The Arab philologist Aḥmad b. Fāris b. Zakariyāʾ al-Qazwīnī (died around 1004) has compiled several examples of naḥt from two or three words from profane literature and poetry in his large-scale linguistic dictionary Muʿǧam maqāyīs al-luġa according to older sources .

Individual evidence

  1. Adam Gacek: The Arabic manuscript tradition. A Glossary of Technical Terms & Bibliography.

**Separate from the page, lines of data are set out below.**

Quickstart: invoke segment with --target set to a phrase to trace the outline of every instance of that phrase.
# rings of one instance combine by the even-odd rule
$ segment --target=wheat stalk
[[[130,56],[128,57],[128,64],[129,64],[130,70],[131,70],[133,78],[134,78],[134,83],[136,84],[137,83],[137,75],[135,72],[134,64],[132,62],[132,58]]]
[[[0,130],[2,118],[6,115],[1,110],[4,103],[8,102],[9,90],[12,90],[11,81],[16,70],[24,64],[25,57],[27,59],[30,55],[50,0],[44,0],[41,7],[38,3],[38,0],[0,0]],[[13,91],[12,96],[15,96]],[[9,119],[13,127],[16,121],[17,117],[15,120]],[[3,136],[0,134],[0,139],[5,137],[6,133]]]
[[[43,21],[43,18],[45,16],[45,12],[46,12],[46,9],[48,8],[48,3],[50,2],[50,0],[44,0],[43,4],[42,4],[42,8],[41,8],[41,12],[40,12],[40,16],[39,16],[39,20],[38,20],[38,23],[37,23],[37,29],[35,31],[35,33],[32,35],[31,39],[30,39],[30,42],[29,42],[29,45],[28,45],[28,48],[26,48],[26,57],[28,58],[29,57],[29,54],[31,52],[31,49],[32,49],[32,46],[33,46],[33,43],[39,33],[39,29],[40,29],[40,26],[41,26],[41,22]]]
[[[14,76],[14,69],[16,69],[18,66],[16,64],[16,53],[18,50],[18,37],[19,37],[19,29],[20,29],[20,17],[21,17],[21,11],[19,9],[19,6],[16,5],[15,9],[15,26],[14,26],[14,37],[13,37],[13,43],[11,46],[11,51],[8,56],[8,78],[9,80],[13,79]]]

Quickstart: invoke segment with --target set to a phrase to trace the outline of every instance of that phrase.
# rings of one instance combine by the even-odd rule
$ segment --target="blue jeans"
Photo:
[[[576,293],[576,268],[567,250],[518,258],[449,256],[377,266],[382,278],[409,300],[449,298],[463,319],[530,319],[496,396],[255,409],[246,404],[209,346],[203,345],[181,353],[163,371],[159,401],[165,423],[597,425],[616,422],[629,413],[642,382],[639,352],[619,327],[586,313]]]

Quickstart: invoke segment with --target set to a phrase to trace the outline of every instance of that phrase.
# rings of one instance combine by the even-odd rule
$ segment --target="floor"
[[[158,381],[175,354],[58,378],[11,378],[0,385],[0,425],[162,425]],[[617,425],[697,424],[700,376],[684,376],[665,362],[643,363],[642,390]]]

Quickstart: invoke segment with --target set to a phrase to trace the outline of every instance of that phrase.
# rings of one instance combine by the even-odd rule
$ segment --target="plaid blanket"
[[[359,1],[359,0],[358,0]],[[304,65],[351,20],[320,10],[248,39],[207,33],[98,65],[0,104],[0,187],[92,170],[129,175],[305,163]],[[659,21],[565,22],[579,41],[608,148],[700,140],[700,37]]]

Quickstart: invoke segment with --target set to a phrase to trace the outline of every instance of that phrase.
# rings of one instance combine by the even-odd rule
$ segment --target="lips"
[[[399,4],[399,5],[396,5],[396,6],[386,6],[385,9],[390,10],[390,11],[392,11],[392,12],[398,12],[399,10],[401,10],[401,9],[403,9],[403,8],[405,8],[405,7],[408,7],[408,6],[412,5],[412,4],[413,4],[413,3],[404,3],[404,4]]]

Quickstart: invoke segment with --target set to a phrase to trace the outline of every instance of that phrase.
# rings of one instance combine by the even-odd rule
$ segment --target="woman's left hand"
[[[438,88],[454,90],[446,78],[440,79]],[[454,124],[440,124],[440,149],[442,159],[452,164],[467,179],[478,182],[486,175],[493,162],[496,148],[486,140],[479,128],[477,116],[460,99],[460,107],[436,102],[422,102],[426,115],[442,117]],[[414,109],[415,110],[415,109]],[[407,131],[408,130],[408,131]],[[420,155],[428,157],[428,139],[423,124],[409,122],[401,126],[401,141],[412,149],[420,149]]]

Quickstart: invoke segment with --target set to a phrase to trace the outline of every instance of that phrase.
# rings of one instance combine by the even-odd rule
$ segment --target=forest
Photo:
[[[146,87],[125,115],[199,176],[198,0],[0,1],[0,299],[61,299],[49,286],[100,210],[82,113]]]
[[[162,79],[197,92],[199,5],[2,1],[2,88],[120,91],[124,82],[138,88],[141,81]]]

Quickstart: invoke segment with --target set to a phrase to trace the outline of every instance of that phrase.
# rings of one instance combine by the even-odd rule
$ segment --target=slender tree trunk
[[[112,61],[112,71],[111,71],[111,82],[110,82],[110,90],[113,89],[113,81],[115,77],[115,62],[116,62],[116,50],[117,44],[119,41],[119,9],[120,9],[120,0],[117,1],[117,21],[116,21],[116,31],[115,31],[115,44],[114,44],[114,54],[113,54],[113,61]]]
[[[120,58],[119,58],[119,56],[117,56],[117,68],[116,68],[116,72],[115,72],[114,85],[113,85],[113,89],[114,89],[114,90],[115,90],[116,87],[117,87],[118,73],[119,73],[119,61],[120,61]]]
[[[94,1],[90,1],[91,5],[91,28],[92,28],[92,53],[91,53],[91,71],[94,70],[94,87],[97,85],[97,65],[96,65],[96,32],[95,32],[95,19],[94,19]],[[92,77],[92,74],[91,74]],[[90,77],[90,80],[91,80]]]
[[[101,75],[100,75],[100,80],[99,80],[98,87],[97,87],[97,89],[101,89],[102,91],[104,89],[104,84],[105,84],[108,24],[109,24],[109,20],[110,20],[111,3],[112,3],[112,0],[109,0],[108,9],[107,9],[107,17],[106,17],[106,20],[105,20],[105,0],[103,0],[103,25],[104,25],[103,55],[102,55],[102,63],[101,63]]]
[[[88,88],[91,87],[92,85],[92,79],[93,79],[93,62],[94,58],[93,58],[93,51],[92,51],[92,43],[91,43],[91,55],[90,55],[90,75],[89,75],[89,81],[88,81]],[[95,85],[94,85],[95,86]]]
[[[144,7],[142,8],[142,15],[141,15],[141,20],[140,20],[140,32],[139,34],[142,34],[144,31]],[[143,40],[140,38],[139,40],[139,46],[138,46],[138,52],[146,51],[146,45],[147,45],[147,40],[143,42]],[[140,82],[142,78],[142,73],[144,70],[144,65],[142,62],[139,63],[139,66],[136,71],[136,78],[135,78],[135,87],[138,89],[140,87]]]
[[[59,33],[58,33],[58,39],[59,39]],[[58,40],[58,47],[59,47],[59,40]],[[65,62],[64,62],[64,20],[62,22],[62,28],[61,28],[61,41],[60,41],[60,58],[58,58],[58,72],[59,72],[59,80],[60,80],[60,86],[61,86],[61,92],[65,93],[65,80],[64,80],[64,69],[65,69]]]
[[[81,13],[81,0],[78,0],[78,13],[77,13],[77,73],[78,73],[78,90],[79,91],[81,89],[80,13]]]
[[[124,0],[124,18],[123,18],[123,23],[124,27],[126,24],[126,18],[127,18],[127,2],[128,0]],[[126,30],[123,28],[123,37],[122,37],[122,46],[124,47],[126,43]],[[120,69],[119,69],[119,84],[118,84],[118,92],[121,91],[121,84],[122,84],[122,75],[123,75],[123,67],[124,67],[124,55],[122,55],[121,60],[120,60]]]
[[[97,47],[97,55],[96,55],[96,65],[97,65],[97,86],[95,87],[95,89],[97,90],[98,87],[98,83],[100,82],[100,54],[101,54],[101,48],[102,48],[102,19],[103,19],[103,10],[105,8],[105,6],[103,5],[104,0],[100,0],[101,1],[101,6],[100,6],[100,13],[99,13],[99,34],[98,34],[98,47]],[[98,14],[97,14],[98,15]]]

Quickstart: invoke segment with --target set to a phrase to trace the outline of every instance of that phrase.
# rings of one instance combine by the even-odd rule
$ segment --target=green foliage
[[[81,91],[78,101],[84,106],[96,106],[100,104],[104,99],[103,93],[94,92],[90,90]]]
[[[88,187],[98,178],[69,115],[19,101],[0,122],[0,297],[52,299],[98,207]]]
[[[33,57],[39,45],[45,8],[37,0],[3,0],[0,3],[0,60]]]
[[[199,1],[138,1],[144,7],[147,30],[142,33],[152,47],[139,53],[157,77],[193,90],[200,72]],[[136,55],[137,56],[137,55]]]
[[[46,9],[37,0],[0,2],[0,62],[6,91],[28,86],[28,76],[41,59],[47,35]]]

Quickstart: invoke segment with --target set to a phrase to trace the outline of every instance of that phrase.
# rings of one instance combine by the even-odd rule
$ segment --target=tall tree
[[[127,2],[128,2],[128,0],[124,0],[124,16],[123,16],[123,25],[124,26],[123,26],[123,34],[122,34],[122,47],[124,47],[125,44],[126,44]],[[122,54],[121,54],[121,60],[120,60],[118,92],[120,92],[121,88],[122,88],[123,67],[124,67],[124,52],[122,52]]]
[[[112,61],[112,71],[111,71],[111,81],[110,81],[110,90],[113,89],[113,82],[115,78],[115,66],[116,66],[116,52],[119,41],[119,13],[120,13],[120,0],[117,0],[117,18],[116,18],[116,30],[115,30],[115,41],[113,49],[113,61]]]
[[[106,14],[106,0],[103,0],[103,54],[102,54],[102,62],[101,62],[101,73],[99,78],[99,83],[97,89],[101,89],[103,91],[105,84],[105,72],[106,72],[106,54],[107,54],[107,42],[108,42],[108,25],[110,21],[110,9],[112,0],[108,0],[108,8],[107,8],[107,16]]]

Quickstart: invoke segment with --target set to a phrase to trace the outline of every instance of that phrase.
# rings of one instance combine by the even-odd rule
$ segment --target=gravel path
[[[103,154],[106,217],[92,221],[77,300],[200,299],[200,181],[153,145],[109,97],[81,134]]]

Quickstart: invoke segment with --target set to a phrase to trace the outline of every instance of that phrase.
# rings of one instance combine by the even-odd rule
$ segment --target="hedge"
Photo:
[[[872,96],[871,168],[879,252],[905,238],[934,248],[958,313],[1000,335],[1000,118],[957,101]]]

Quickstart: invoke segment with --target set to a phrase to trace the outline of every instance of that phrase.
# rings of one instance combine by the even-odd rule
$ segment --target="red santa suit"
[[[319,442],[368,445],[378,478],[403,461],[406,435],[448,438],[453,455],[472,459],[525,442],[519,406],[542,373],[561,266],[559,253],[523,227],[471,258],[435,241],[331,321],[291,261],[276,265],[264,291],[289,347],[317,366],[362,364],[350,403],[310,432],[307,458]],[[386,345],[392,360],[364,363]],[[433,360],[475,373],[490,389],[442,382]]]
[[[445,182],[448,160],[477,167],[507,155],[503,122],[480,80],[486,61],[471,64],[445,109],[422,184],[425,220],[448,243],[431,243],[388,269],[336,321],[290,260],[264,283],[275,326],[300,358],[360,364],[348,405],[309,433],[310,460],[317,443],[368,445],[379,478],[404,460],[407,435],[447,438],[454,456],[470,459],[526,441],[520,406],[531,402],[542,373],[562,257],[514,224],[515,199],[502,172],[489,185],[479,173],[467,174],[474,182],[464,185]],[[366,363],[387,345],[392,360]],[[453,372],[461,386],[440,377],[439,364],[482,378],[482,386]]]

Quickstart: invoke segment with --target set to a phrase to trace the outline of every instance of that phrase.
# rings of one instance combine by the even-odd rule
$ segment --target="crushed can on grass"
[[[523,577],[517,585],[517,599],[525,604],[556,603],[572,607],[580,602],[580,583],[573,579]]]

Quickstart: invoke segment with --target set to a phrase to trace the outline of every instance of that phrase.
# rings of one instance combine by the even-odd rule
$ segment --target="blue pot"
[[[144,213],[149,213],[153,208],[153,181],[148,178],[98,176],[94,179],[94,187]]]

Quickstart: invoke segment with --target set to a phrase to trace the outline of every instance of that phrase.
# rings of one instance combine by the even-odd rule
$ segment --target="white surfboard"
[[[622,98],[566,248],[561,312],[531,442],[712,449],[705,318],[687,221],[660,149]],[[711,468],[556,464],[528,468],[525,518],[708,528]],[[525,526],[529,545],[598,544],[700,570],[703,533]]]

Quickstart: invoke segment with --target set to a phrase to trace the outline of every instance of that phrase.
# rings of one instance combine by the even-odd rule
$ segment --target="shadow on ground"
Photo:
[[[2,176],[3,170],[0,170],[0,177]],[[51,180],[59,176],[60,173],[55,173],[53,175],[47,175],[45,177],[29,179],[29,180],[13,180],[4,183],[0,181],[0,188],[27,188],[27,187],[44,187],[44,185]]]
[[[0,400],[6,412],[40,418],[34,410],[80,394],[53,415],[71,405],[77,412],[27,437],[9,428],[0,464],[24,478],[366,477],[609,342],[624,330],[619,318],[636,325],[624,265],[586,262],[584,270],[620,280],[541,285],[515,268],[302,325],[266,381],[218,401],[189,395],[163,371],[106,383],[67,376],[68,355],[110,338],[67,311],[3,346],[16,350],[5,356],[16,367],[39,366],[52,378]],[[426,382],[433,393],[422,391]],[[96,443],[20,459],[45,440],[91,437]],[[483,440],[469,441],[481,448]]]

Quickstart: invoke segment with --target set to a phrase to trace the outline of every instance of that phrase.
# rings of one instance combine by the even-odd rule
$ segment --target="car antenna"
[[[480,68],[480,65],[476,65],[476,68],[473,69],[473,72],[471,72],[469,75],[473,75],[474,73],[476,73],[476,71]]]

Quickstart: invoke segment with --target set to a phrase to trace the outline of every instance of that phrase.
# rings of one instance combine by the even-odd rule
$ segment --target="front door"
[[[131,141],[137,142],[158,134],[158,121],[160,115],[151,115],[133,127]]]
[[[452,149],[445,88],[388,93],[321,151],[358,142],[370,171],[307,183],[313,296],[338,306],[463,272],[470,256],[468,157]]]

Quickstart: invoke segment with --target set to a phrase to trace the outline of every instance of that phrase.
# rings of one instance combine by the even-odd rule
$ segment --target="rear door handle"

Brill, Leiden 2001. p. 138. with reference to as-Suyūṭī : al-Muzhir fī ʿulūm al-luġa wa-anwāʿihā . Volume 1, p. 482
  2. Adam Gacek: Arabic Manuscripts. A Vademecum for Readers. Brill, Leiden 2012. pp. 2-4 and 270
  3. For this Rudi Paret : " The passage obviously refers to the carved out of the rock monuments in al-Ḥiǧr (Hegra) that were originally grave chambers, but later as a residential a submerged people (just the Thamud) were interpreted." : The Koran . Commentary and Concordance p. 165; see. also p. 278
  4. al-Muʿǧam al-wasīṭ . (Academy of the Arabic Language. 2nd Edition. Cairo. 1972. P. 906)
  5. al-Muzhir fī ʿulūm al-luġa wa-anwāʿihā . (Cairo, undated) Volume 1, p. 482
  6. Adam Gacek (2012), page 4
  7. When Adam Gacek (2012), p.2 mistake: Tala
  8. ^ Carl Brockelmann : History of the Arabic literature. Volume 1. pp. 133-134. Brill, Leiden 1943
  9. Ed. Abd as-Salām Hārūn. Cairo 1946
  10. See there under: ḫ - ǧ - a; ḫ - ǧ - b; d - d - n; ǧ - ṯ - m; ṣ - r - ṭ; etc.